Cannupa Hanska Luger
He // Him // His
Multidisciplinary Artist and Futurist
Glorieta, New Mexico
Cannupa Hanska Luger is a New Mexico–based multidisciplinary artist who uses social collaboration in response to timely and site-specific issues. Raised on the Standing Rock Reservation in North Dakota, Luger is of Mandan, Hidatsa, Arikara, Lakota, and European descent. He produces multipronged projects that take many forms. Through monumental installations that incorporate ceramics, video, sound, fiber, steel, and repurposed materials, he interweaves performance and political action to communicate stories about twenty-first-century Indigeneity. This work provokes diverse audiences to engage with Indigenous peoples and values apart from the lens of colonial social structuring and often presents a call to action to protect land from capitalist exploits. Luger combines critical cultural analysis with dedication to and respect for the diverse materials, environments, and communities he engages.

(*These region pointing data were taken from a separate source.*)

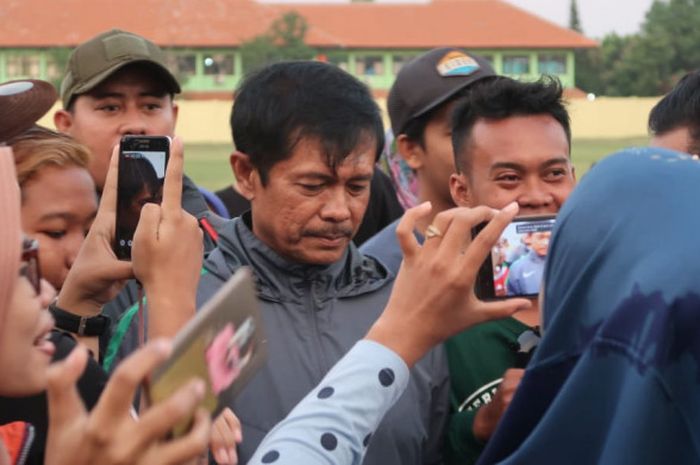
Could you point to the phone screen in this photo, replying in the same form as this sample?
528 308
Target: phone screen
516 264
142 165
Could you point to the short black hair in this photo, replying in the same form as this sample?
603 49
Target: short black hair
282 103
679 108
415 127
503 97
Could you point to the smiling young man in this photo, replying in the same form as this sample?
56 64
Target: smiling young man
511 143
307 135
117 84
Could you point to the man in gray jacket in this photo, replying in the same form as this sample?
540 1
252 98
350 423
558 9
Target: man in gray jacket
307 135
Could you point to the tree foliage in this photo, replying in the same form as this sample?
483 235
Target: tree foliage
284 40
647 63
574 20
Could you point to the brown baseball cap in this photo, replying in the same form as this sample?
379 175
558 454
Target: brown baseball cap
430 80
92 62
22 103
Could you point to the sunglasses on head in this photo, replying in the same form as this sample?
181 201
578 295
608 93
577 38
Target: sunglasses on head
30 258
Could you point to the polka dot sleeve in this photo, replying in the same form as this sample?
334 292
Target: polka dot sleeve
334 423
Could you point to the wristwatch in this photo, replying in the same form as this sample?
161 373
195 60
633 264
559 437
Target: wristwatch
80 325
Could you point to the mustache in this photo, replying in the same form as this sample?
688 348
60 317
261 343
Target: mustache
331 231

He is a 2020 Creative Capital Fellow, a 2020 Smithsonian Artist Research Fellow, and the recipient of the Center for Craft’s inaugural Craft Research Fund Artist Fellowship (2020), a Joan Mitchell Foundation Painters & Sculptors Grant (2019), and the Museum of Arts and Design’s inaugural Burke Prize (2018). He has exhibited internationally at venues such as the Gardiner Museum in Toronto, Art Mûr in Quebec, Kunsthal KAdE in Amersfoort, Netherlands, Crystal Bridges Museum of American Art in Bentonville, AR, and the National Center for Civil and Human Rights in Atlanta. He lectures and participates in residencies and large-scale projects around the globe, and his work is in many public collections. Luger holds a BFA in Studio Arts from the Institute of American Indian Arts and is represented by Garth Greenan Gallery in New York.